The Discipline Factor
Combining quant rankings with fundamental analysis requires the discipline to:
Define clear criteria (not just "interesting stories")
Establish systematic evaluation methods
Document the process consistently
Maintain analytical frameworks
Without this discipline, analysis becomes speculation and mental biases will take over.
Remember: This is not personal advice. This is my process. Always do your own homework. All investing involves uncertainty. Past patterns don't guarantee future results, and even the most thorough analysis can't eliminate risk.
The Bottom Line
The Alpha Engineer demonstrates that systematic investing, guided by engineering principles, can consistently generate significant alpha.
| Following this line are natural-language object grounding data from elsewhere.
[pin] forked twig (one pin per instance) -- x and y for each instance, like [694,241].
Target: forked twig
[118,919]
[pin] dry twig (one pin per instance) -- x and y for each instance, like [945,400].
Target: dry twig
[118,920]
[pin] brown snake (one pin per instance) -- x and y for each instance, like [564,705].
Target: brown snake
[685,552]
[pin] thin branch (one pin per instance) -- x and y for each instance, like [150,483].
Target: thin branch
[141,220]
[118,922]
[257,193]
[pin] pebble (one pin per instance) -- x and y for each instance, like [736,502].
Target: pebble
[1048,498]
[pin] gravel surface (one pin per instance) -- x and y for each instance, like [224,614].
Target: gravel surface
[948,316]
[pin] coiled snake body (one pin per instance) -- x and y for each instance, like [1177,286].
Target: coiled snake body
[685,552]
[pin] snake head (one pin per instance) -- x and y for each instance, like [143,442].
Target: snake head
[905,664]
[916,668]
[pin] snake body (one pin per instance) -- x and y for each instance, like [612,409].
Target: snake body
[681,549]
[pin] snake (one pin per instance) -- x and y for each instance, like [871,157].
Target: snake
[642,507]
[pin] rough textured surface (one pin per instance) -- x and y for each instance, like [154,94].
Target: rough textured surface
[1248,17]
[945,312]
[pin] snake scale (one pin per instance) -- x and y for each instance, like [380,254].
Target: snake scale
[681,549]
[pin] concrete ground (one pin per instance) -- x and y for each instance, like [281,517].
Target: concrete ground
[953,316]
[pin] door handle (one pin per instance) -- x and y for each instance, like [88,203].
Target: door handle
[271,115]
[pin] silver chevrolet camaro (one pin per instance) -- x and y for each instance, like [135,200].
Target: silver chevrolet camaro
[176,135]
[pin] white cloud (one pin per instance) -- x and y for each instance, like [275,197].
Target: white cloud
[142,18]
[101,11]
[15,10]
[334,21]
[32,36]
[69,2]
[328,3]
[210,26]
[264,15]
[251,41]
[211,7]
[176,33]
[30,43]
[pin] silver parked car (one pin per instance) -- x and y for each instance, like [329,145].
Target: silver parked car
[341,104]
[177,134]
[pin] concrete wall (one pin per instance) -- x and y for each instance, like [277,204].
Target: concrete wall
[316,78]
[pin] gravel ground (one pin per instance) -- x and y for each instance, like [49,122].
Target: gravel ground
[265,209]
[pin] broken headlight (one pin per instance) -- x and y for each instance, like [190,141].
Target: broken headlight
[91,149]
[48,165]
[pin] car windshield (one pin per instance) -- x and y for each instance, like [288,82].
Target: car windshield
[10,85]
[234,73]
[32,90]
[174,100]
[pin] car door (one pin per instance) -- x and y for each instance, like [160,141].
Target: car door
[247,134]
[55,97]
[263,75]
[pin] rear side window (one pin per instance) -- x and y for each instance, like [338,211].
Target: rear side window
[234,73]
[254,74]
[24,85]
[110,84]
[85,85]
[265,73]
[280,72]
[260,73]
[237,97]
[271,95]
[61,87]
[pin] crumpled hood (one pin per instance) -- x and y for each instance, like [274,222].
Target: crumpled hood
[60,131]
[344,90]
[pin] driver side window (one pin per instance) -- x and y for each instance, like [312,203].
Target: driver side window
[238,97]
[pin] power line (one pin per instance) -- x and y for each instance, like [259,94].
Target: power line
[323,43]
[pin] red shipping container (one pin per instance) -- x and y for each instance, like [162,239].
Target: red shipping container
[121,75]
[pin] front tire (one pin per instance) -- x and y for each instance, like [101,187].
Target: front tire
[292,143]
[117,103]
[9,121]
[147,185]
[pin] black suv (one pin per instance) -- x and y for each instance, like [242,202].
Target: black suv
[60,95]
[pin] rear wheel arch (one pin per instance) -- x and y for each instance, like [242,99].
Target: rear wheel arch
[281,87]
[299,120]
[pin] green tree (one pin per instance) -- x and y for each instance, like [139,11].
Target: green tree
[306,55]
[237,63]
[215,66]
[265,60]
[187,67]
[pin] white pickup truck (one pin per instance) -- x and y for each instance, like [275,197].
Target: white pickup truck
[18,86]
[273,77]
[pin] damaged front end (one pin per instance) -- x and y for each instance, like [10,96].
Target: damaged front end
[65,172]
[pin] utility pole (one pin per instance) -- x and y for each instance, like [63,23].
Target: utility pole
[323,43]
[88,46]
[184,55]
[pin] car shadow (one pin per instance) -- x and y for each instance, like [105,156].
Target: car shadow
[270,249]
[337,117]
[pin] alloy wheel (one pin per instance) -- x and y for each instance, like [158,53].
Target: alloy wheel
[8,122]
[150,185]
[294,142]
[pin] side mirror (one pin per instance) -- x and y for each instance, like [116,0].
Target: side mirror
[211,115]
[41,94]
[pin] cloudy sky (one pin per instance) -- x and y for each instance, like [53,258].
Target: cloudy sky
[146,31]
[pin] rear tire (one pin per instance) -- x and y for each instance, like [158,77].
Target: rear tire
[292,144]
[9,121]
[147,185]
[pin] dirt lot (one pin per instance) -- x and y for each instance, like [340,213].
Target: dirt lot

By identifying market constraints—information asymmetry, behavioral biases, and structural limitations—and building robust models around them, individual investors can access opportunities beyond the reach of institutions and large investors.
Success comes not from complex, fine-tuned algorithms or high-frequency trading, but from disciplined application of proven principles. Whether used purely systematically or combined with fundamental analysis, the engineering approach replaces emotional decision-making with repeatable processes—turning market volatility from an enemy into an opportunity.
The Alpha Engineer — Investing with a quantitative edge
Disclaimer: The Alpha Engineer shares insights from sources I believe are reliable, but I can't guarantee their accuracy—data's only as good as its inputs! This content (whether on Substack, via email newsletters, X, or elsewhere) is for informational and educational purposes only—it's not personalized investment advice. I'm not a registered investment advisor, just an engineer crunching numbers for alpha. My opinions are my own and may shift without notice. Investing involves risks, including the chance of losing money. Past performance, whether from back-testing or historical data, does not guarantee future results—outcomes can vary. So, please consult your financial advisor to see if any strategy fits your situation. Full disclosure: I may own positions in the securities I mention, as I actively manage my own portfolio based on these strategies.